Edmund Ignatius Rice was born on 1 June 1762 in Callan, Ireland, during the terrible Penal Times.

Edmund was fortunate, as a Catholic, to receive a good education at home and in schools in Callan and Kilkenny.

Edmund joined his Uncle Michael Rice's business in Waterford, one of Europe's busiest ports, supplying ships for long trips at sea. He eventually took over the business and at the age of 23 he married Mary Elliott in 1785.

Tragedy struck in January 1789, for his wife died after giving birth to a disabled daughter, Mary. Edmund's life was never to be the same.

Now a wealthy man, Edmund was increasingly disturbed with the lot of the poor Irish Catholics. Thirteen years after his wife died, and having provided for his daughter, he sold his business and began a night school for the "quay kids" of Waterford.

Edmund's first helpers deserted him leaving him desperate, but then two men from his native Callan joined him, not only to teach but also to help Edmund found a religious order to educate poor boys.

By 1825 Edmund Rice and his 30 Christian Brothers were educating, free of charge, 5,500 boys in 12 different towns and cities. Many were also being clothed and fed.

In 1829 the laws of the land caught up with Edmund and he was told by the Duke of Wellington that his order existed contrary to the law. His order faced extinction.

Fortunately the Christian Brothers were not suppressed and by Edmund's death on 29 August 1844, Christian Brothers were educating boys in Ireland, England and Australia (Sydney). Today the Christain Brothers continue Edmund Rices' work of Presence, Compassion and Liberation.  In Australia we are part of the Oceania Province.

The Spirituality of Edmund Rice

The Number For

Archbishop Frank Little gave a wonderful homily when he joined the whole school community in the Wilding Centre in May 2007 to celebrate Mass in honour of Blessed Edmund Rice. Below is an edited version of his homily:

The spirit of Edmund Rice pervades this college. Let’s see if you know something about him. What was his favourite number? I’ll bet you chose an odd number. Right? Actually, Edmund’s was even; it was four. How do I know? Because throughout his life he was a ‘for’ man, for and not four.
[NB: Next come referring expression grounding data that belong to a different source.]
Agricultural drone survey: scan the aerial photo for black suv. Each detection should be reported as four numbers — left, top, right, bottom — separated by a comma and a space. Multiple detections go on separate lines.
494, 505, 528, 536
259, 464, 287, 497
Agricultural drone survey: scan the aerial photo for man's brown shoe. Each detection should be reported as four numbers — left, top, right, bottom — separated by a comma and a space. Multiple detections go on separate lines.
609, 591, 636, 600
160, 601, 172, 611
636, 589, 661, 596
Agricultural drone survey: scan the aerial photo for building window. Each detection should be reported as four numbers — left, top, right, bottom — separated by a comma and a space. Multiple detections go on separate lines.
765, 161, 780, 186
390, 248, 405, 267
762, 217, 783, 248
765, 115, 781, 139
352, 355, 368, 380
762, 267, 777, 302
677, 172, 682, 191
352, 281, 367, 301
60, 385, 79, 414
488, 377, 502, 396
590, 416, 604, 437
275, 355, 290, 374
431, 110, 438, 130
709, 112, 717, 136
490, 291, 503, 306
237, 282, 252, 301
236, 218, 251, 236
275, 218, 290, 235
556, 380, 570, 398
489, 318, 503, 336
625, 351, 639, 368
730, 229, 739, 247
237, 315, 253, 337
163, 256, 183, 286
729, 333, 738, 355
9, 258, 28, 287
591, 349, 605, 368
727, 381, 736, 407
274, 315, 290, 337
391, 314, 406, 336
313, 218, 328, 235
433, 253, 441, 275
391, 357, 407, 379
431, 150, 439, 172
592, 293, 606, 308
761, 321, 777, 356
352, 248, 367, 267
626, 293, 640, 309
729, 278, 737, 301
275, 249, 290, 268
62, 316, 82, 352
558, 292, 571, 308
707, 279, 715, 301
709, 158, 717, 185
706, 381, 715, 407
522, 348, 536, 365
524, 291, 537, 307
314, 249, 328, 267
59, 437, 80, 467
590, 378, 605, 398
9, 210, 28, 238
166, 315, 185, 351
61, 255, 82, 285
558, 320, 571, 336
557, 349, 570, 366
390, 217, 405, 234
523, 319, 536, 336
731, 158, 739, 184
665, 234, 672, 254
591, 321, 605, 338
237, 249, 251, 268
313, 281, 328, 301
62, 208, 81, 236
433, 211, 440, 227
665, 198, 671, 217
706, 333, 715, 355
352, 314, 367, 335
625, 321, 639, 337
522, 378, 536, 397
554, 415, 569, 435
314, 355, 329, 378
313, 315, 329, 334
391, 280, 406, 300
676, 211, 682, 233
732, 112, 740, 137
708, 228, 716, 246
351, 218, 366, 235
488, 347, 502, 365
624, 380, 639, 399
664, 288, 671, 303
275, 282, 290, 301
Edmund’s whole life was spent doing things for those in need. The number four reminded him every time he used it that he had meaning, purpose in his life. He did things always with a great deal of Know Why and not just Know How. His was the purposeful ‘for’; the Creed we say each Sunday at Mass states that Jesus Christ came down from heaven ‘for’ us and for our salvation.
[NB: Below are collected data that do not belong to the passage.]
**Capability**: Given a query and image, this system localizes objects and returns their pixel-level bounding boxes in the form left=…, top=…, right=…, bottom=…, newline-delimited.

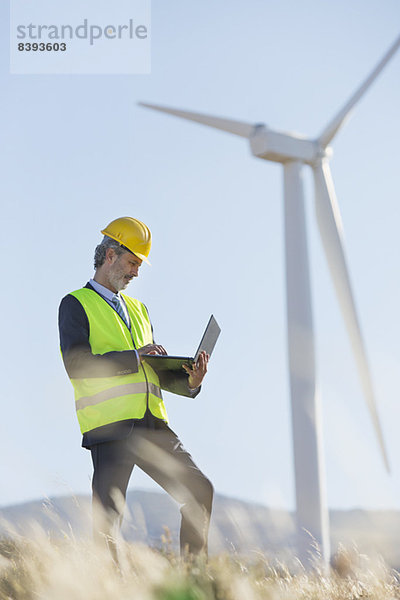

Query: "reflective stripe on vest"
left=67, top=288, right=168, bottom=433
left=76, top=381, right=163, bottom=411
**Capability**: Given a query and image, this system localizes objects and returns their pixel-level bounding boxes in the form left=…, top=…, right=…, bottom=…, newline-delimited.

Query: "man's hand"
left=182, top=351, right=209, bottom=389
left=138, top=344, right=167, bottom=361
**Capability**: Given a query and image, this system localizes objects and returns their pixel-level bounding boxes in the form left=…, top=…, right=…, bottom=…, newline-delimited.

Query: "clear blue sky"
left=0, top=0, right=399, bottom=511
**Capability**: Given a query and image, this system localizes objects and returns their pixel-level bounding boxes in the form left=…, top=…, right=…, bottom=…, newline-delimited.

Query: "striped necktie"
left=112, top=294, right=129, bottom=328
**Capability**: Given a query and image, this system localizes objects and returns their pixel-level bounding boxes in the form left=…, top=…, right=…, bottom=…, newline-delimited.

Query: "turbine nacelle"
left=249, top=124, right=324, bottom=165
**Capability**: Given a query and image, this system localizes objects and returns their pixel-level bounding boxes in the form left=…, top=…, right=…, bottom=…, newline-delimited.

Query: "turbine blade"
left=318, top=34, right=400, bottom=148
left=138, top=102, right=255, bottom=138
left=313, top=159, right=390, bottom=472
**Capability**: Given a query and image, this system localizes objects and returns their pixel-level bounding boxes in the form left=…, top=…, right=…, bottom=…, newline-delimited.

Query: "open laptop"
left=142, top=314, right=221, bottom=374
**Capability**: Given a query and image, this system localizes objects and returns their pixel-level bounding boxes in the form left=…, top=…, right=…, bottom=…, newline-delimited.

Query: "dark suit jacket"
left=58, top=282, right=199, bottom=447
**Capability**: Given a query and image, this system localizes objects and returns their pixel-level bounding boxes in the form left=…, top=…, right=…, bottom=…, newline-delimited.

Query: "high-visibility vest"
left=67, top=288, right=168, bottom=434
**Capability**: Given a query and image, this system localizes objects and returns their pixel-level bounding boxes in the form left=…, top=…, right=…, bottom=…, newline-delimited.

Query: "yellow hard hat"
left=101, top=216, right=152, bottom=264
According to your website, this College presents before you the values of learning, family and fullness of life. All the efforts made at St Kevin’s through the year fundamentally are driven by that motive; together that is you are ‘for’ — learning, family and fullness of life.
Our gospel reading and our moving drama played by Year 4 gave us a similar message; the Good Samaritan was a ‘for’ person. When we approach a particular task ‘for’, with purpose, with clarity of vision, with inner conviction, sure of why we are doing it, there is music in our step; we are in phase, on the go, in action not stationary, dynamic not static, a dream realiser, a person with intent. We are cool. That’s the spirit of the Good Samaritan, that’s the spirit of Jesus Christ, that’s the spirit of Edmund Rice. Edmund’s commitment for those in need energised him throughout his life. His life was for poor people, not for himself. He was a ‘for’ person.

Friendships formed among ‘for’ people portray a special quality. The bond which links people working together for a common cause breaks down the barriers of fear which surround most of us. We know they are people we can trust, with whom we can be open, who will respect our vulnerability, affirm us and inspire us. The essence of the God in whose image we are made is relational; there is a full commitment of the Persons of the Trinity to each other in love. ‘For’ people forging a friendship give us a human experience of that God of love.

You have wasted your time if you have not captured a sense of ‘for-ness’, a spirit of ‘for-ness’, the dynamic of ‘for-ness.’ You are part of a large group on three campuses who together commit yourselves to being always for learning, for family and for fullness of life. That’s fantastic! Edmund Rice is in your midst, giving you example, inspiring you.